The contest invites investment professionals to choose a single equity with the potential for spectacular gains over the course of the calendar year. To be eligible, companies must be listed in North America and have a minimum market capitalization of $100-million for domestic securities and $1-billion (U.S.) for American stocks.
This year's final standings capture what was a monumental year for U.S. stocks. Six of eight stocks outperformed the S&P 500 Index – no small feat considering the benchmark rose by 30 per cent.

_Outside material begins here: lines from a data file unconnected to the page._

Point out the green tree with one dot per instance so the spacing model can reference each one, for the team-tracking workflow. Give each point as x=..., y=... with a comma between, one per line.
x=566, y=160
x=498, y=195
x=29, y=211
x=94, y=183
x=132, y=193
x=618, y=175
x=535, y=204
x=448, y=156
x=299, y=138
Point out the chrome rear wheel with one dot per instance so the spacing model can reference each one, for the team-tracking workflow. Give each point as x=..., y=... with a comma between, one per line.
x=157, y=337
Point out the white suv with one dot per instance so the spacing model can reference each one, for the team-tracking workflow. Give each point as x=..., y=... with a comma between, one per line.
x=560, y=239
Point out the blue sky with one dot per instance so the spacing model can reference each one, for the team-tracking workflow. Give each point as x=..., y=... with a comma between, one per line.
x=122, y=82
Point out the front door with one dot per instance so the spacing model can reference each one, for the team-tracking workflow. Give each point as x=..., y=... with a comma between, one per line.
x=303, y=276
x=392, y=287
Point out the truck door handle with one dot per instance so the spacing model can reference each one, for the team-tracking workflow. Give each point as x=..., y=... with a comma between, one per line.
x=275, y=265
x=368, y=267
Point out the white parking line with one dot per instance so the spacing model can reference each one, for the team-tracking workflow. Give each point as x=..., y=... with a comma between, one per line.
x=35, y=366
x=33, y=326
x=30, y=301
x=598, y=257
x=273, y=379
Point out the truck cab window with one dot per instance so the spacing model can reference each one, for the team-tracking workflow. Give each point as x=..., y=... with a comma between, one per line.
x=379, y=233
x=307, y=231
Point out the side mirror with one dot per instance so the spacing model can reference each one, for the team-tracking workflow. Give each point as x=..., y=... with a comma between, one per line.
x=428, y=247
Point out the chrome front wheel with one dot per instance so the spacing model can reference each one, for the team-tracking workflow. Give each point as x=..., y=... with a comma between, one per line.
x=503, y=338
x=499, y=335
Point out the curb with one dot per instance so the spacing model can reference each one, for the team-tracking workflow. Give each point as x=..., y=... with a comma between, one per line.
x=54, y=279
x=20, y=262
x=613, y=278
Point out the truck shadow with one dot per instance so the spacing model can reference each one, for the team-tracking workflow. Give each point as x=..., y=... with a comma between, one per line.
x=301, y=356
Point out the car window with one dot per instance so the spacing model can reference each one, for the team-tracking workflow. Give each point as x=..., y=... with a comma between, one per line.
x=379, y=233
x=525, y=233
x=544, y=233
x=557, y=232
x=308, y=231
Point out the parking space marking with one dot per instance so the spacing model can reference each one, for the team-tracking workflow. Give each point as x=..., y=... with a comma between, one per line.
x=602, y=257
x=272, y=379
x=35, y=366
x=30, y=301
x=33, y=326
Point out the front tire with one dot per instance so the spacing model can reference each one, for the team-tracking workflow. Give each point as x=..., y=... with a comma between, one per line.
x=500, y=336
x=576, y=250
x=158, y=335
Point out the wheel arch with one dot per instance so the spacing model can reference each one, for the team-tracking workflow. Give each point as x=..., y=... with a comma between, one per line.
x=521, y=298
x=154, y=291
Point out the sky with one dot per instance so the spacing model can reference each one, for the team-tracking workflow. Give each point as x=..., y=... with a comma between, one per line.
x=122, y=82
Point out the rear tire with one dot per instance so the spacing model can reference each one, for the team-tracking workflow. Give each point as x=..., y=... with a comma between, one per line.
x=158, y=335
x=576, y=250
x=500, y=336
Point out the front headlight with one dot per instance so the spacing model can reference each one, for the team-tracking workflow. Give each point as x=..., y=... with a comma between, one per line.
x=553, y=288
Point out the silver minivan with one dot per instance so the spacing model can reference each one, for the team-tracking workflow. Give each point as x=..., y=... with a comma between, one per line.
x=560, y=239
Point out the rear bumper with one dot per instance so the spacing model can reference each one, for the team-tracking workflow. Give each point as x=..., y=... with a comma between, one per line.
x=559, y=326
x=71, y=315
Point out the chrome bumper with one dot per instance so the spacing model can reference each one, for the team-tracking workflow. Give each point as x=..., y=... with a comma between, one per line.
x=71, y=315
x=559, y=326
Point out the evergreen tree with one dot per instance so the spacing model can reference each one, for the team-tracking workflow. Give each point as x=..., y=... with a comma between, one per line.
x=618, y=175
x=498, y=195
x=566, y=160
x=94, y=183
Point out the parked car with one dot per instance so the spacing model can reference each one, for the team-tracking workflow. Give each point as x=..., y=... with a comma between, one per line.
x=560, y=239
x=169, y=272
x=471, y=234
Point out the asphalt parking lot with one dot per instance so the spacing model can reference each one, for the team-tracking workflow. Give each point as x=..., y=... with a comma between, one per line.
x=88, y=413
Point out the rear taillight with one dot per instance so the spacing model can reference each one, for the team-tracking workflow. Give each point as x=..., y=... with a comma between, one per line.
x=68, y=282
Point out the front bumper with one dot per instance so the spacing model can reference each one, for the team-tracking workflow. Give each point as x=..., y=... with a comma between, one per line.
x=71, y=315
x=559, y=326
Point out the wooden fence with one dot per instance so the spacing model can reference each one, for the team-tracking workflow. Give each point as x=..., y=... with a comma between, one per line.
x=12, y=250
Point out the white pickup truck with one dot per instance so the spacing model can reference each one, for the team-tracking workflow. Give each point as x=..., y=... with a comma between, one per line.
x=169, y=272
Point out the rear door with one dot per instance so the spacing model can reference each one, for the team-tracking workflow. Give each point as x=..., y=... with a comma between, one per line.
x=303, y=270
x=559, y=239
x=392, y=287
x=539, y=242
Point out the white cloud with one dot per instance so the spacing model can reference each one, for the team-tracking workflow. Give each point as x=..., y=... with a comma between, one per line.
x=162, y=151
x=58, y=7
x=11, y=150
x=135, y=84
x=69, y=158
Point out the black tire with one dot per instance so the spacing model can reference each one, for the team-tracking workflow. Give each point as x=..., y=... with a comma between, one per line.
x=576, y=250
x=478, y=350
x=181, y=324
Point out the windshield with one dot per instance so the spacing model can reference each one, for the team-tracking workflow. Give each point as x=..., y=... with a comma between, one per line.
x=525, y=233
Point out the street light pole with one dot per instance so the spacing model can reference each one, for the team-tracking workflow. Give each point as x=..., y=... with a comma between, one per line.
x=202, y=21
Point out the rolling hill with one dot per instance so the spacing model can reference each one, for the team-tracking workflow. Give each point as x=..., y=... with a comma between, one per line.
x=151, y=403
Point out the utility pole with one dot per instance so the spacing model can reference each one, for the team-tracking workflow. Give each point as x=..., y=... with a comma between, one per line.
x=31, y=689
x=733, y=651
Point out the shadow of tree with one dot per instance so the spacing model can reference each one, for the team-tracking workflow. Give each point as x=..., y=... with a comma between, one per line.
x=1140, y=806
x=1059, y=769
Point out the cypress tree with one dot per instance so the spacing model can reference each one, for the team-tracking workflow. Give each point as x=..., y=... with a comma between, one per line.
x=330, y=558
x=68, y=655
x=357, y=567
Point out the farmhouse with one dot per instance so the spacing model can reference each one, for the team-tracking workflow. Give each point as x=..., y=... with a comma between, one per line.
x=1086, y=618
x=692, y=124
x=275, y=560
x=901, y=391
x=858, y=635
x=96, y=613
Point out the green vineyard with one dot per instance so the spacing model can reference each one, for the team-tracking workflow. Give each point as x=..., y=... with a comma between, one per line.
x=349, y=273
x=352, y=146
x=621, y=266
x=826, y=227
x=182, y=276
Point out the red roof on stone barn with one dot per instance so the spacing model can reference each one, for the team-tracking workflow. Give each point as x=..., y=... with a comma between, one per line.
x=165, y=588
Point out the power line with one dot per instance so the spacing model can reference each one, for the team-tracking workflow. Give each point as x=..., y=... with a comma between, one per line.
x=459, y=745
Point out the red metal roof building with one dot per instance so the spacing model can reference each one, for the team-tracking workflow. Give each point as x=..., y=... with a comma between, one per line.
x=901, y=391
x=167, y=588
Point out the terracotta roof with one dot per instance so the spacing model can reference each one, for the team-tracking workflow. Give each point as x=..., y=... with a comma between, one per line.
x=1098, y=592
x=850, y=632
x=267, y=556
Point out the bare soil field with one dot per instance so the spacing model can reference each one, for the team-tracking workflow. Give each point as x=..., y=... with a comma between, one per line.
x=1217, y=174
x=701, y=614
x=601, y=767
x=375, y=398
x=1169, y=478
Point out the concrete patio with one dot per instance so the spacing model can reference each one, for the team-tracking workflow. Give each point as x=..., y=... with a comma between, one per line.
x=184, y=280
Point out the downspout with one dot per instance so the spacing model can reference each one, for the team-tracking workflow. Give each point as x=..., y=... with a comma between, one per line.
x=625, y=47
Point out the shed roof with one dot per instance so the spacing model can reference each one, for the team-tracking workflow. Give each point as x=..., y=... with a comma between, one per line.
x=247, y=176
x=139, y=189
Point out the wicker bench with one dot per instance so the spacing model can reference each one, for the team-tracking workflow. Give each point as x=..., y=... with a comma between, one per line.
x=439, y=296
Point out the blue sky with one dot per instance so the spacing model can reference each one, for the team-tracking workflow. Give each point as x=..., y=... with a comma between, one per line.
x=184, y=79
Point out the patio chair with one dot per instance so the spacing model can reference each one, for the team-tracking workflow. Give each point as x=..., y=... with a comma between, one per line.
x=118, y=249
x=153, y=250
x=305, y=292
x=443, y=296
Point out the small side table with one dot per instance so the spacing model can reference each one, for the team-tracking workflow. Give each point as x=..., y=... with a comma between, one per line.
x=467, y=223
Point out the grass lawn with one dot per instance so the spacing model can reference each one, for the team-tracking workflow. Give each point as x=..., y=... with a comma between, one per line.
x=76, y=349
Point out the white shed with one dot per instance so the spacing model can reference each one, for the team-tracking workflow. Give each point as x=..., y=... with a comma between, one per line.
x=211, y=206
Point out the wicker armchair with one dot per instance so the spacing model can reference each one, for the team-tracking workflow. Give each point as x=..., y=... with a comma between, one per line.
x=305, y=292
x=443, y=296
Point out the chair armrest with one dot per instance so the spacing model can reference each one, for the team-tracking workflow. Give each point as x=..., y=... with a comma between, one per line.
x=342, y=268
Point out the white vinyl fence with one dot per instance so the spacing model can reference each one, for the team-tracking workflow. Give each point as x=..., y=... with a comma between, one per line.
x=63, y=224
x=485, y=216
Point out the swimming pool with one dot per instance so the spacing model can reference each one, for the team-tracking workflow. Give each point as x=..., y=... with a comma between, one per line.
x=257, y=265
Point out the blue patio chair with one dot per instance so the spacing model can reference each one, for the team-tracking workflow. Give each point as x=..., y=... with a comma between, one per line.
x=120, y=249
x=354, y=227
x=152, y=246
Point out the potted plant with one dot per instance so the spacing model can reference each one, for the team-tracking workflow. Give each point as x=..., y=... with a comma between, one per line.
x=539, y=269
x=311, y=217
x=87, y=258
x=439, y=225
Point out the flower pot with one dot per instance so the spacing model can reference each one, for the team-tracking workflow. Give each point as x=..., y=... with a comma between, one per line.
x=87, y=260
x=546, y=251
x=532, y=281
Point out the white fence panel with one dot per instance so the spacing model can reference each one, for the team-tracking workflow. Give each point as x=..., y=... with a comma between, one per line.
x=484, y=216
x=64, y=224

And just as there was only one dog last year among the 30 stocks that make up the Dow Jones Industrial Average – IBM Corp. – the contest had just one losing stock. Unsurprisingly, it was a resource pick that fell short, as Cliffs Natural Resources Inc., a Cleveland-based iron ore mining company, lost 25.8 per cent on a total return basis.
"It was a leveraged play on China and the emerging market economies as well as on resources, which all took it on the chin," said David Sherlock, a portfolio manager with Calgary-based McLean & Partners Wealth Management Ltd., who picked Cliffs.
The firm itself avoided losing money on Cliffs with a stop-loss order at about $30 – under which the company's share price sank in February after a fourth-quarter earnings miss and dividend cut. The stock subsequently fell to $15.68 during the summer on iron ore price volatility and demand concerns. In addition to slashing its dividend, the company later suspended its $3.3-billion chromite mining project in Northern Ontario in a bid to weather the rough year.
In the second half of 2013, Cliffs' market losses moderated, but Mr. Sherlock sees little immediate upside to the stock. "It's a good, stable company, it's just you've really got to see the economy in Asia pick up to see this stock do well," he said.
The only other stock pick to underperform the S&P 500 was Granite REIT, which owns properties across North America and Europe, and which counts Magna International Inc. as a main tenant. The rate-sensitive REIT sector got slammed once the U.S. Federal Reserve began speaking of reducing the scale of its bond-buying stimulus program.
Instead, technology and biotech companies dominated the leaderboard. Hewlett-Packard Co. shares more than doubled in value as the company finally began to reverse its long-declining fortunes. But ProMetic bested them all with a return of 222.8 per cent.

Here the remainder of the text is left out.